Manzi S, Kuller L H, Kutzer J, Pazin G J, Sinacore J, Medsger T A, Ramsey-Goldman R
Department of Medicine, Graduate School of Public Health, Pittsburgh, PA, USA.
J Rheumatol. 1995 Jul;22(7):1254-8.
To define the clinical spectrum and disease sequelae of herpes zoster and to determine the risk factors associated with the development of herpes zoster in patients with systemic lupus erythematosus (SLE).
Retrospective matched case control study in a consecutive series of patients with SLE first evaluated between 1979 and 1989. Patients were classified as cases if their first episode of zoster occurred after lupus diagnosis. Lupus patients who never had zoster were eligible as controls and were matched 2:1 to cases for age, race, sex, and survival status. Clinical features of the cases from the time of lupus diagnosis to the time of zoster were compared to their respective controls over similar time periods.
Forty eight (15%) of 321 patients were classified as cases. Cases were more likely to have received cyclophosphamide (p = 0.03), and azathioprine (p = 0.006). More cases had lupus nephritis (p = 0.02), and a concurrent or previous malignancy (p = 0.01) than their controls. Seven cases had cutaneous dissemination. Seven patients had postherpetic neuralgia > 2 months and in only 2 patients symptoms persisted for > 12 months' duration. Only 3 of 36 patients had immunosuppressive medication discontinued at the time of diagnosis of zoster, and 10 cases received acyclovir for the zoster infection. There were no permanent neurologic deficits or death.
Immunosuppressive therapy, specifically cyclophosphamide and azathioprine, lupus nephritis, and a concurrent or previous malignancy may be risk factors for the development of herpes zoster infections in patients with SLE. Our study suggests that although herpes zoster occurs frequently in patients with SLE, it has a relatively benign course. Discontinuing needed immunosuppressive therapy in patients with SLE may be unnecessary in the setting of a zoster infection. With the current emphasis on reduction in medical costs, both by limiting inpatient admissions and eliminating unneeded medications, it is necessary to identify which patients require more intensive therapy with antiviral medications and/or hospitalization and which are likely to have a benign, self-limited course without intervention.
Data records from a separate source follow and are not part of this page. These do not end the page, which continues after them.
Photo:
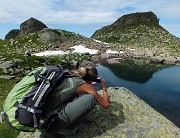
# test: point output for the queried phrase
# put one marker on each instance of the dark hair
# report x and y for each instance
(87, 73)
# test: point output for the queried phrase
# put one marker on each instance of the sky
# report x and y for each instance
(85, 16)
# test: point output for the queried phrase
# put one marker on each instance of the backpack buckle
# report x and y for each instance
(1, 117)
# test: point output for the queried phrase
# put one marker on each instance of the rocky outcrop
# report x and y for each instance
(12, 34)
(30, 26)
(136, 19)
(127, 117)
(52, 36)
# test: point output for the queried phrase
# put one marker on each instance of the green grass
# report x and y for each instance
(5, 87)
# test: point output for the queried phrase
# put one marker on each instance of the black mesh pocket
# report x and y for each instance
(27, 118)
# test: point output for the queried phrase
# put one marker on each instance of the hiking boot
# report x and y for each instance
(66, 132)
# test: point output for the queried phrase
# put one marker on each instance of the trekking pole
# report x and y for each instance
(44, 89)
(41, 86)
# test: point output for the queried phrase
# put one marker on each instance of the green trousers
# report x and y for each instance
(71, 114)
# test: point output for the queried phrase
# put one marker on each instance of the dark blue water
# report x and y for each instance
(156, 84)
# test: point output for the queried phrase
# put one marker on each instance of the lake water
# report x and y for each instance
(156, 84)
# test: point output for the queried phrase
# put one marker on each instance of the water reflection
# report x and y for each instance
(158, 85)
(139, 71)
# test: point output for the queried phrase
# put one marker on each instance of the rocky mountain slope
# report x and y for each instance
(139, 30)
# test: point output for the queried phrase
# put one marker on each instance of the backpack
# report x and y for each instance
(24, 104)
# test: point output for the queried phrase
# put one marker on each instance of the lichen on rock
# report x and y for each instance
(128, 117)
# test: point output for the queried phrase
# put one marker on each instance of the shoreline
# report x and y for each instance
(128, 116)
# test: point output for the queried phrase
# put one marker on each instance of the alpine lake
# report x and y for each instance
(156, 84)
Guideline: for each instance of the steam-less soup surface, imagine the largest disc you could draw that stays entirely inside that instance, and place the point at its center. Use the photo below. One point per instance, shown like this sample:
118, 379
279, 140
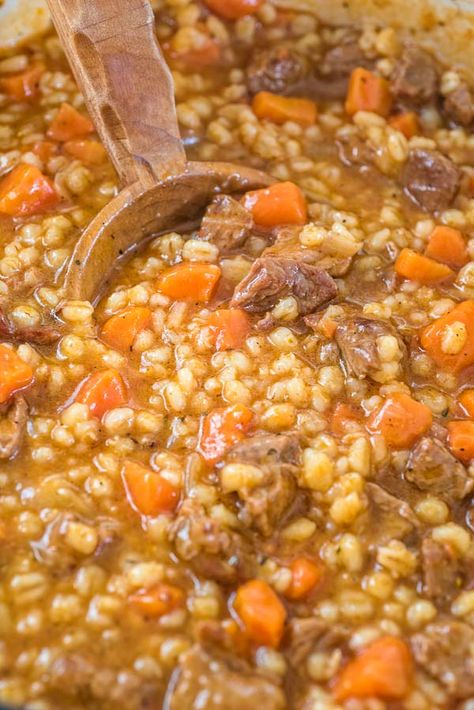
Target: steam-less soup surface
245, 477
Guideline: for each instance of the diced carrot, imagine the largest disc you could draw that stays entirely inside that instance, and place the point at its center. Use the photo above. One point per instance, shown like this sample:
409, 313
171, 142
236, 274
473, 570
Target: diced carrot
407, 123
68, 124
280, 109
306, 575
342, 417
466, 400
158, 601
229, 328
384, 669
461, 439
261, 612
24, 86
416, 267
15, 373
401, 420
448, 246
102, 391
233, 9
26, 191
222, 429
282, 203
87, 151
368, 92
148, 492
190, 281
432, 338
120, 330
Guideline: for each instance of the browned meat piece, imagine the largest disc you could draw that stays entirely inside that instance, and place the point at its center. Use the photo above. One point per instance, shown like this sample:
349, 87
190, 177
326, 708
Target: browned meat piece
431, 467
276, 70
227, 223
356, 337
263, 507
271, 278
415, 78
212, 682
459, 105
13, 427
430, 179
445, 650
213, 552
441, 571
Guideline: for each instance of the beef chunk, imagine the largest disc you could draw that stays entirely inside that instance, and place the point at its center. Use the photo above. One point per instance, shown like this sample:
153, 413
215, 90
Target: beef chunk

明确带状疱疹的临床谱及疾病后遗症,并确定系统性红斑狼疮(SLE)患者发生带状疱疹的相关危险因素。
对1979年至1989年间首次评估的一系列连续性SLE患者进行回顾性匹配病例对照研究。若患者在狼疮诊断后首次发生带状疱疹,则分类为病例组。从未患过带状疱疹的狼疮患者作为对照组,按年龄、种族、性别和生存状态以2:1的比例与病例组匹配。将病例组从狼疮诊断至带状疱疹发生期间的临床特征与其在相似时间段内各自的对照组进行比较。
321例患者中有48例(15%)被分类为病例组。病例组更有可能接受过环磷酰胺治疗(p = 0.03)和硫唑嘌呤治疗(p = 0.006)。与对照组相比,更多病例组患者患有狼疮性肾炎(p = 0.02)以及同时存在或既往有恶性肿瘤(p = 0.01)。7例病例出现皮肤播散。7例患者发生带状疱疹后神经痛超过2个月,仅2例患者症状持续超过12个月。36例患者中只有3例在带状疱疹诊断时停用了免疫抑制药物,10例病例因带状疱疹感染接受了阿昔洛韦治疗。未出现永久性神经功能缺损或死亡。
免疫抑制治疗,特别是环磷酰胺和硫唑嘌呤、狼疮性肾炎以及同时存在或既往有恶性肿瘤可能是SLE患者发生带状疱疹感染的危险因素。我们的研究表明,尽管带状疱疹在SLE患者中频繁发生,但其病程相对良性。在带状疱疹感染的情况下,SLE患者停用必要的免疫抑制治疗可能没有必要。鉴于当前强调通过限制住院次数和停用不必要药物来降低医疗成本,有必要确定哪些患者需要更强化的抗病毒药物治疗和/或住院治疗,以及哪些患者在无干预情况下可能有良性、自限性病程。